Bengala Fire ‘Serenissima Malcontenta’: la presentazione alla Mostra del Cinema di Venezia

I Bengala Fire hanno presentato il nuovo singolo Serenissima Malcontenta alla Mostra del Cinema di Venezia e annunciato finalmente l’uscita dell’album di debutto. Brano e cortometraggio raccontano i chiaroscuri delle periferie nell’avventura surreale di un pirata strampalato.

Bengala Fire Serenissima Malcontenta

I Bengala Fire pubblicano il nuovo singolo Serenissima Malcontenta (disponibile qui) in radio e streaming da venerdì 8 settembre per BOC/Pioggia Rossa Dischi/Believe, apripista del loro album di debutto in uscita entro il 2023. I lavori del progetto sono iniziati dopo il terzo posto della band a X Factor 2021 (erano nel tea di Manuel Agnelli), in particolare dal singolo Jack (Non sa) (che ho recensito qui). Serenissima Malcontenta porta le firme dei Bengala Fire (Mattia MariuzzoMario“, anche autore del testo, Alexander PuntelLex“, Andrea OrsellaOrso” e Davide BortolettoBorto“) ed è prodotto da Rodrigo D’Erasmo (che sta lavorando anche alla produzione del disco) e Daniele Tortora.
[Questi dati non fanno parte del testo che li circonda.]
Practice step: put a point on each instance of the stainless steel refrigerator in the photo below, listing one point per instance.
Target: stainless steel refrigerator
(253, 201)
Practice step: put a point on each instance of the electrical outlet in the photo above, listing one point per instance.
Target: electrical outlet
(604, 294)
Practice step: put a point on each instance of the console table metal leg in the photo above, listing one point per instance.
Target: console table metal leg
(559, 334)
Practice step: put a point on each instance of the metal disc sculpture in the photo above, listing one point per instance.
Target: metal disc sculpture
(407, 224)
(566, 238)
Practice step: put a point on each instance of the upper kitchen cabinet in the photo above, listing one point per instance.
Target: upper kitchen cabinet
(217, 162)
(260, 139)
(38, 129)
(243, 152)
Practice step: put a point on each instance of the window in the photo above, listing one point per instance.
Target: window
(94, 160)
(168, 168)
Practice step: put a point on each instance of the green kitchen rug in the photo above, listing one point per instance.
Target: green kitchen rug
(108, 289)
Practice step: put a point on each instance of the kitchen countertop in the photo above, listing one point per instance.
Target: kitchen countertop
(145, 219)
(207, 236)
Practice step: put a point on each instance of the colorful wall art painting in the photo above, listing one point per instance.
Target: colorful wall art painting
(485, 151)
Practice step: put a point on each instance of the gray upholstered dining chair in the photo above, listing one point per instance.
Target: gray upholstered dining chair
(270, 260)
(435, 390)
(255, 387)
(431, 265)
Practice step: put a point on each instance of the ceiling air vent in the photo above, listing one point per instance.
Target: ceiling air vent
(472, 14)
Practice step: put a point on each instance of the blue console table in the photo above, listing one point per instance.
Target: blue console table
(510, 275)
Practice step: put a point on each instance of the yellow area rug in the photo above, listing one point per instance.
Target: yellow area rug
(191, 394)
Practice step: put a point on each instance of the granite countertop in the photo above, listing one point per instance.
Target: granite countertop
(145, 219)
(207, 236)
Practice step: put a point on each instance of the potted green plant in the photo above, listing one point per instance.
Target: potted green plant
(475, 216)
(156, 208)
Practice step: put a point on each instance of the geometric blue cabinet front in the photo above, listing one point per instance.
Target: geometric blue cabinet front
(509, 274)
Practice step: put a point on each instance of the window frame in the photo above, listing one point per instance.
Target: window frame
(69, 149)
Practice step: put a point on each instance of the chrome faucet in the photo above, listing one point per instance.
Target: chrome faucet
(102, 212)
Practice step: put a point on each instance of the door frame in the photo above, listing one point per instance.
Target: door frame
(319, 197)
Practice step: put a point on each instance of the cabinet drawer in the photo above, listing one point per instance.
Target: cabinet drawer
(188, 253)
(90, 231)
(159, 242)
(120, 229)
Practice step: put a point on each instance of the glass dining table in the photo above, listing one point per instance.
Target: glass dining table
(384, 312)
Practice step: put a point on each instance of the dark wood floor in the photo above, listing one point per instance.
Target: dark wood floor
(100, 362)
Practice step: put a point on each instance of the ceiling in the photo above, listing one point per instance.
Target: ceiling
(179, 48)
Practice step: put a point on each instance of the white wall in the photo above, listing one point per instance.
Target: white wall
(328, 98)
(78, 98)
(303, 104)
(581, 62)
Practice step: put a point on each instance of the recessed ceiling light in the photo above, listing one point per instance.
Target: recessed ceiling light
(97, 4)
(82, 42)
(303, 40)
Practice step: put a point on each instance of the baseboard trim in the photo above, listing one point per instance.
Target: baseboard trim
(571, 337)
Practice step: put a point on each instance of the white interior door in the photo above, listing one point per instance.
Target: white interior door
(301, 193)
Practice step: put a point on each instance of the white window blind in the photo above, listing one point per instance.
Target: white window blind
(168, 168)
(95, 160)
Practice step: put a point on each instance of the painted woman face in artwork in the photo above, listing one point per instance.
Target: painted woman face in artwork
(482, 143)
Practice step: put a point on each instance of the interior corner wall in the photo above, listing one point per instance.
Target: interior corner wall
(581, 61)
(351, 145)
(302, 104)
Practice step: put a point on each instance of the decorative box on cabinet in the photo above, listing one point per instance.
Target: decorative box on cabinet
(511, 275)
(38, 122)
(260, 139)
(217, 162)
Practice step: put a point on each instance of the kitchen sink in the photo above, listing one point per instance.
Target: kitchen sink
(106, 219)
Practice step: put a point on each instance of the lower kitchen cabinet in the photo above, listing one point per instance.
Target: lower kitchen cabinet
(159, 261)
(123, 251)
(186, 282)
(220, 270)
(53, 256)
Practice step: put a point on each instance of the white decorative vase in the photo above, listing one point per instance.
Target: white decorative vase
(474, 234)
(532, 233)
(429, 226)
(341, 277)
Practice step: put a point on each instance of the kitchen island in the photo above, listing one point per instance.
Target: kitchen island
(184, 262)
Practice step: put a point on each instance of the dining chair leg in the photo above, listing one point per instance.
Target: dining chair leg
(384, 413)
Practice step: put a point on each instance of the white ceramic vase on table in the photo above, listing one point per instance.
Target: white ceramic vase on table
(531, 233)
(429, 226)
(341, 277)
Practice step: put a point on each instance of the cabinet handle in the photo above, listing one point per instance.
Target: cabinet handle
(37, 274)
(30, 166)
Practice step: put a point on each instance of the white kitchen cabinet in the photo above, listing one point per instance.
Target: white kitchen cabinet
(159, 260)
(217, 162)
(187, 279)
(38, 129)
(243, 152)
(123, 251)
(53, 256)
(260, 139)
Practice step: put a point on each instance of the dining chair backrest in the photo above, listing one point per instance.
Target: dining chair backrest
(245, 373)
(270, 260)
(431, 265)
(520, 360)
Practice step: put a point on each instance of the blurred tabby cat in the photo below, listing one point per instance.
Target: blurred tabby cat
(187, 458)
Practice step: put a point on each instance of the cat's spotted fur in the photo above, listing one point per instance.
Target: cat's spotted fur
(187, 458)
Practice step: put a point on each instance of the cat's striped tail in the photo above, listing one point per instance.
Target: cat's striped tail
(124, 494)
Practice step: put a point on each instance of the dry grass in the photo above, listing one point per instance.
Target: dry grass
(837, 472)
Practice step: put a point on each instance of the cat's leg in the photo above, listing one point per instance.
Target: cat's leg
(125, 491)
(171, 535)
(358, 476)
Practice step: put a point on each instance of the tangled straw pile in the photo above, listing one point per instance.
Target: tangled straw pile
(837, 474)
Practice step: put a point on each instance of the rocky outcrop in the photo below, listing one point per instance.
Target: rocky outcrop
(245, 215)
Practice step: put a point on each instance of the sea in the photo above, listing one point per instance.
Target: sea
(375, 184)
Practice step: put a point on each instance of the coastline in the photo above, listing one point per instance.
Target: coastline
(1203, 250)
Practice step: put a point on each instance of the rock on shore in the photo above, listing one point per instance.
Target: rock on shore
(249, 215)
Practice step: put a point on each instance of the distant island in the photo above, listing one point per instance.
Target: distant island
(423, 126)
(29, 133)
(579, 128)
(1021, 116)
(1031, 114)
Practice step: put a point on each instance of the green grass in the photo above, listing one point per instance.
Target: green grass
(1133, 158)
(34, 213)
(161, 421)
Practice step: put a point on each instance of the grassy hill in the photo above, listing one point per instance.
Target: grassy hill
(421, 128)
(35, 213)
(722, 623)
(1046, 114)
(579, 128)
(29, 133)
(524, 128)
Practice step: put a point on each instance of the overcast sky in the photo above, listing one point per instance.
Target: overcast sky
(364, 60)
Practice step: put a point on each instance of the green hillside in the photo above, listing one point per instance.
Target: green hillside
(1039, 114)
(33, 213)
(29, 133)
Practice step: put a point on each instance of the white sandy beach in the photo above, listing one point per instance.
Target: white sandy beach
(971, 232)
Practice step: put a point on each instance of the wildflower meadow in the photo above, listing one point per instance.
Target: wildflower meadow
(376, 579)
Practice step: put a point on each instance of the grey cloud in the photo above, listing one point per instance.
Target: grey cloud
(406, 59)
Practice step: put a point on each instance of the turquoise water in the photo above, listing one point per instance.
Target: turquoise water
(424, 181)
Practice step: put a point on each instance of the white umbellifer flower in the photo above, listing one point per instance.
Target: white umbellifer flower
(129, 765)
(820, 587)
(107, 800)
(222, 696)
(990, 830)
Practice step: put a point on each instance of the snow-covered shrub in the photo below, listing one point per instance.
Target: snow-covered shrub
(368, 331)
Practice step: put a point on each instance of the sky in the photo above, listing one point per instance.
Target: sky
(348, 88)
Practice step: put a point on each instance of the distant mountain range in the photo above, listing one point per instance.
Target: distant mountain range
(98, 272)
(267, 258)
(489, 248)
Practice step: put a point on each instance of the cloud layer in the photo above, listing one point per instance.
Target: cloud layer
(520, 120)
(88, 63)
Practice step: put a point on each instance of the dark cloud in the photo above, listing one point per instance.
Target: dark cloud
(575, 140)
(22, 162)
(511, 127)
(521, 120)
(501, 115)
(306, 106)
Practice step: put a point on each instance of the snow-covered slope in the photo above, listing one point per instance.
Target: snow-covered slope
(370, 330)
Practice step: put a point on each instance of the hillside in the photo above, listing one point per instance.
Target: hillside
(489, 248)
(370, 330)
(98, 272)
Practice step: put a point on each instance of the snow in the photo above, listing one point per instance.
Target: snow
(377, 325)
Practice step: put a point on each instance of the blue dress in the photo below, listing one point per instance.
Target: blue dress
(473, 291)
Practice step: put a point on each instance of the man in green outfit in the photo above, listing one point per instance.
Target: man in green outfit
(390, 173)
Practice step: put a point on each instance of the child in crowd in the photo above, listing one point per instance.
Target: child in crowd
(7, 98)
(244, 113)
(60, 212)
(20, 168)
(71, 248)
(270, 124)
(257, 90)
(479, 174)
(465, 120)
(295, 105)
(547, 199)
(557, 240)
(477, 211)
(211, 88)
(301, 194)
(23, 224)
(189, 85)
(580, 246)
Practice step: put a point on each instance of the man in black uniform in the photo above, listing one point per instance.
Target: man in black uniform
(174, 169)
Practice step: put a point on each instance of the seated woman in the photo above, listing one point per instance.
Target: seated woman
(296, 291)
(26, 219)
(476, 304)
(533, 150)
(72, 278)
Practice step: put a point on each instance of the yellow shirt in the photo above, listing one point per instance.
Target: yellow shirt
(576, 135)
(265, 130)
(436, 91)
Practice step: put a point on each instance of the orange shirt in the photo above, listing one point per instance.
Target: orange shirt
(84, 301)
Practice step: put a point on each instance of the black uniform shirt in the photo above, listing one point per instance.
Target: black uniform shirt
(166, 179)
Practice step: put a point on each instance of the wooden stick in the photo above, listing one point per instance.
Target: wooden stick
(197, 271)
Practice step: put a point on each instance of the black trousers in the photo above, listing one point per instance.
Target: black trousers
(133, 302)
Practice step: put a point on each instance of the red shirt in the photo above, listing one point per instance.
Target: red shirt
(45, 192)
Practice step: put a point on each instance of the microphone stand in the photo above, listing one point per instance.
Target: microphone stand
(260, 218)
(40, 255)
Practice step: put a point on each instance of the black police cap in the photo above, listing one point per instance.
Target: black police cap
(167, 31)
Ad accompagnare il singolo un videoclip che è un vero e proprio cortometraggio, presentato all’80ª Mostra del Cinema di Venezia il 2 settembre, diretto dal regista Damiano Miotto. La scrittura dello storyboard è stata curata da Alexander Puntel.
Il brano è inserito nella playlist Spotify Inchiostro Power Hits. Seguila qui.

Il videoclip presentato alla Mostra del Cinema di Venezia

“Abbiamo sempre immaginato che i pirati arrivassero dai Caraibi e si appostassero nelle sue isole. Esistono invece anche dei pirati urbani che si nascondono nella terraferma a ridosso della laguna, e colpiscono nella città: Venezia. I Bengala Fire con il loro nuovo singolo li impersonano, ma non arrivano in città per depredare, bensì per ricordare che Venezia non è solamente quel luogo straordinario che siamo abituati ad immaginare. Il bene ed il male non sono sempre e solo la rappresentazione di uno stereotipo, a volte uno prevarica l’altro, e, come in un brutto sogno, il risveglio è sempre amaro.”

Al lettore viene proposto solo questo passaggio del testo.